Elizabeth looked tearful, but she did not resent his dictum;—David's lack of sympathy had been very dampening to romance. It was just at the end that the gunpowder flared.

"Now, remember, I don't want you to be foolish Elizabeth."

"I don't think being in love is foolish, Uncle."

"Love! What do you know about love? You are nothing but a silly little girl."

"I don't think I'm very little; and Blair is in love with me."

"Blair is as young and as foolish as you are. Even if you were older, I wouldn't allow it. He is selfish and irresponsible, and—"

"I think," interrupted Elizabeth, "that you are very mean to abuse Blair behind his back. It isn't fair." Her uncle was perfectly dumfounded; then he went into harsh reproof. Elizabeth grew whiter and whiter and the dimple in her cheek lengthened into a long, hairline. "I wish I didn't live with you. I wish my mother were alive. She would be good to me!"

"Your mother?" said Robert Ferguson; his involuntary grunt of cynical amusement touched the child like a whip. Her fury was appalling. She screamed at him that she hated him! She loved her mother! She was going to marry Blair the minute she was grown up!
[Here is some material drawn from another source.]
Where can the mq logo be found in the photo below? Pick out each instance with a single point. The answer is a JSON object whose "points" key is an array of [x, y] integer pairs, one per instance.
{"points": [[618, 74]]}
Then she whirled out of the room, almost knocking over poor old Miss White, whose "post" had been anxiously near the key-hole.

Up-stairs, her rage scared her governess nearly to death: "My lamb! You'll get overheated, and take cold. When I was a young lady, it was thought unrefined to speak so—emphatically. And your dear uncle didn't mean to be severe; he—"

'"Dear uncle'?" said Elizabeth, "dear devil! He hurt my feelings. He made fun of my mother!" As she spoke, she leaped at a photograph of Robert Ferguson which stood on her bureau, and, doubling her hand, struck the thin glass with all her force. It splintered, and the blood spurted from her cut knuckles on to her uncle's face.